Blazing in My Brains

We play no more this night.
It is a deadly thing we think.
I'd rather I was sleeping with them
than tempted, wearied, by this fire.
Outside, it warms; inside it burns.
I'm troubled by my raging thoughts.
I would grasp something new:
as they are sleeping assured by my watch,
this watch, would tempt me be a murderer.
A murderer of fiends.
Are these not bloody men
soundly sleeping by my feet
nestled round this fire?
I would make them sleep forever
as they have done before
to many good and honest souls,
and yet, forestalled, my dagger
at my belt, undrawn, my hand
has not gone to. This fired thought,
raging dreams of a waking soul,
seems not the flame of heaven.
No, a darker fire, perdition's burn,
infests like the wounding from an asp.
I am stung. Poison, sin, my brains
in miserable blaze are tormented.
I know no right nor wrong this night,
neither my right nor left is clear.
God, which way is sin?
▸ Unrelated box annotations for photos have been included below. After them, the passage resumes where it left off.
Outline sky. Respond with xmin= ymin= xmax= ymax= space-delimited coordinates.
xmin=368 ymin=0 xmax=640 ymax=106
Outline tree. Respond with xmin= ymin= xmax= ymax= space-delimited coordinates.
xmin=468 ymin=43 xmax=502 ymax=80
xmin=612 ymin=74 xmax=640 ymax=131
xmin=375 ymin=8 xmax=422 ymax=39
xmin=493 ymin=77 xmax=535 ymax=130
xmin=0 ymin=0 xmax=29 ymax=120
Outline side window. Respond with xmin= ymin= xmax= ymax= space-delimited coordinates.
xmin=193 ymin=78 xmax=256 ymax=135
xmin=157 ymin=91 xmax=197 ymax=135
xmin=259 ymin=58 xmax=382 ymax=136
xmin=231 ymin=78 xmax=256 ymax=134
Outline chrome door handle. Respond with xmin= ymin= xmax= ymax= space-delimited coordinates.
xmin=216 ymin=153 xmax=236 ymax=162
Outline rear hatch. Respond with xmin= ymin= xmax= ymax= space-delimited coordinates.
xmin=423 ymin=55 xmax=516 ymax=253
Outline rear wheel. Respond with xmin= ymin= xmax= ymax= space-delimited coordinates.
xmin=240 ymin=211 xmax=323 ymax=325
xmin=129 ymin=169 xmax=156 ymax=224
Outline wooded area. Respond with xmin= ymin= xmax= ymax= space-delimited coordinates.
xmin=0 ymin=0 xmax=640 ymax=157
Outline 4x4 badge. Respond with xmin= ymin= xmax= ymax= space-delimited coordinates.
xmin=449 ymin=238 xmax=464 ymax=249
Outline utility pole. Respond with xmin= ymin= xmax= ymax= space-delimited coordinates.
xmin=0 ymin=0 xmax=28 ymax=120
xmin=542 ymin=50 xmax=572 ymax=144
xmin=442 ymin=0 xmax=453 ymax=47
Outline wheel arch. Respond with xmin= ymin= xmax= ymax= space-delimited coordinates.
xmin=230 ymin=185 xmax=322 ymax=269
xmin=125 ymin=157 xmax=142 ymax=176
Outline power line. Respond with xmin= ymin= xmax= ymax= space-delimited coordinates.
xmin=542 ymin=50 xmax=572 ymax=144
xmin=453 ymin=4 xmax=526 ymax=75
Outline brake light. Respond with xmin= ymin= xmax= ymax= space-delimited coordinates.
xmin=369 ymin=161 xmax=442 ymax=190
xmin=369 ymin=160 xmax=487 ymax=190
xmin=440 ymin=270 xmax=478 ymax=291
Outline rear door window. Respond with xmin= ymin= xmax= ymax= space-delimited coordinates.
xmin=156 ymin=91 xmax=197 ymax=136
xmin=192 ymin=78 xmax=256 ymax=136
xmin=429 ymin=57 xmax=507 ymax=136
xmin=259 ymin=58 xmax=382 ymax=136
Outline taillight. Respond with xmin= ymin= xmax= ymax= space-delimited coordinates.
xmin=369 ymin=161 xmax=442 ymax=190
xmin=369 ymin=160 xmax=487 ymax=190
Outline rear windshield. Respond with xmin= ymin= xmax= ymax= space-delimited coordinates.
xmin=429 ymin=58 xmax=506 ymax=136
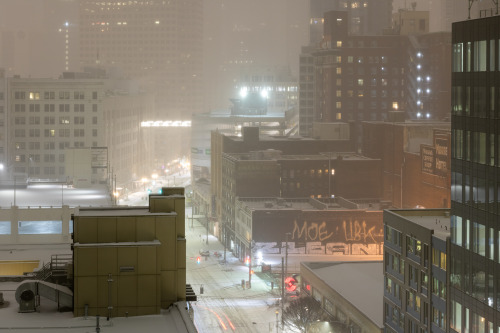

Which is good?
To pity those who've pity none?
They lie here.
To pity those who'd pity none
received?
To pity those who'll pity none
receive?
Shall I have pity for all the world,
this hateful world of passing ruin?
Yet this, not past nor future,
this present night, I dare not slay.
Maybe and were are other things.
These foul men trust me.
God, if I betray their trust,
anon, who will I truly trust?
Is that selfish and vain to think?

Yet, marshaled, I think, to something good,
these evil men march out to do what's right;
To slay them here as part of me now would
may also spare the one we hope to fight.